Арлекин обнял жену, заглянул ей в глаза — как пятнадцать лет назад:

— Правильно!

Полминуты на прошлое. И вот…

— Эй, бездельники, чего ждете — разбирайте реквизит! Коломбина, буди детей! Текста нет, учите со слуха! Да не туда занавес крепишь, осел корноухий! Дочка, повторяй за мной, ну! И не хнычь — актрисы плачут только на сцене!

Как в лучшие времена, Арлекин поставил всю труппу на уши. Мизансцены, реплики, жесты — по десять раз каждый — делайте так, чтоб невозможно было иначе. Голод, холод и дождь забылись и утонули в лихорадке перед премьерой. И вот, за ночь, буквально из ничего родился спектакль — живой, настоящий спектакль, который можно играть…

На рассвете усталые актеры упали спать и наверное даже во сне ничего не видели. Днем они въедут в город, дадут представление и представление обязано быть удачным. Ведь любовь — к актеру или искусству — очень редко, но все же творит чудеса!

Сказка о добре и зле

«…Верный конь споткнулся в беге, черный парус над волной, Но зеленые побеги оплетают шар земной…»
Е. Ачилова

Часы на ратушной башне пробили семь.

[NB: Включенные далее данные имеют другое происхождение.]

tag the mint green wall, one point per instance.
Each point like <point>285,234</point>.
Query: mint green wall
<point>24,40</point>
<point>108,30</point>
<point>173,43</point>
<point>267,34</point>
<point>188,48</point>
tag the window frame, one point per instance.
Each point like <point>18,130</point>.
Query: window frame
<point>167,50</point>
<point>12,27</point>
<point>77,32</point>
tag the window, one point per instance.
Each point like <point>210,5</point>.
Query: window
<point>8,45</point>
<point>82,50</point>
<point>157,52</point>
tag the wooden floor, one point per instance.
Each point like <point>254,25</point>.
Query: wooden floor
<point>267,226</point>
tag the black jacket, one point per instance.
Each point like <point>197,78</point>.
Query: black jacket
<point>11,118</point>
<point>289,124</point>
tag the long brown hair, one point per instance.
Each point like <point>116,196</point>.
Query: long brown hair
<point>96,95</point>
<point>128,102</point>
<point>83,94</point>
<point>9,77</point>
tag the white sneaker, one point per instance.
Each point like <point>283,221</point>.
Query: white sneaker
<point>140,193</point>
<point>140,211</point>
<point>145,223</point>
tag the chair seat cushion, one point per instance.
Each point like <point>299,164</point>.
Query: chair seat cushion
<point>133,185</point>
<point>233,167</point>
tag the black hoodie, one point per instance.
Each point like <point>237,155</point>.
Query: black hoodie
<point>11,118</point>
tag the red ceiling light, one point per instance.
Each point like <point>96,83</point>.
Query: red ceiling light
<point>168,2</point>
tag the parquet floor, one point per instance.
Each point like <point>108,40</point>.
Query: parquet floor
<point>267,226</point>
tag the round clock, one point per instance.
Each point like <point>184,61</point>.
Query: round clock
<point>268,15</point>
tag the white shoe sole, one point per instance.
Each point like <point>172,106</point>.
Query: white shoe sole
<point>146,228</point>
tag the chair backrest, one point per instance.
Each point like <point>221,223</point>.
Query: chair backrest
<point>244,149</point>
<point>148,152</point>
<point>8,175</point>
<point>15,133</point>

Добрые горожане завершали дневные труды. Розовощекие булочники и потные мясники закрывали резными ставнями окна съестных лавчонок. Ювелир закруглял разговор с неуступчивой дамой: пятьдесят, всего пятьдесят полновесных монет — и эти чудные серьги ваши. Лениво ругаясь, стража отвязывала незадачливого воришку от рыночного столба — теперь все хозяйки города знают бедолагу в лицо. Кокетливо подняв личики в одинаковых белых чепцах, выходили на улицы продавщицы сластей и фиалок. Мальчишки-фонарщики ручейками стекались на Старую площадь — после заката солнца труппа Мастера Августа давала «Действо о трех пастушках», и надлежало в срок протереть стекла и заправить громоздкие скрипучие лампы. Фармацевт Вольного Города, Мастер Ханс, вышел на порог своей аптеки подышать воздухом перед ужином.

Он стоял, подставляя щеки мягчайшему вечеру сентября, невысокий и грузный. В своем суконном кафтанчике поверх вышитой серой робы и смешном колпаке с подвеской он походил на дядюшку Гензеля, доброго гнома, который складывает подарки в детские сундучки долгой ночью солнцеворота. И дородные горожанки, и почтенные бюргеры, и беспечные девушки в ярких платьях, и насмешники-бурши, и даже чванливые советники-магистраты в парчовых мантиях — все улыбались аптекарю, приветливо кивали, здоровались, а кое-кто не стеснялся и кланяться в пояс.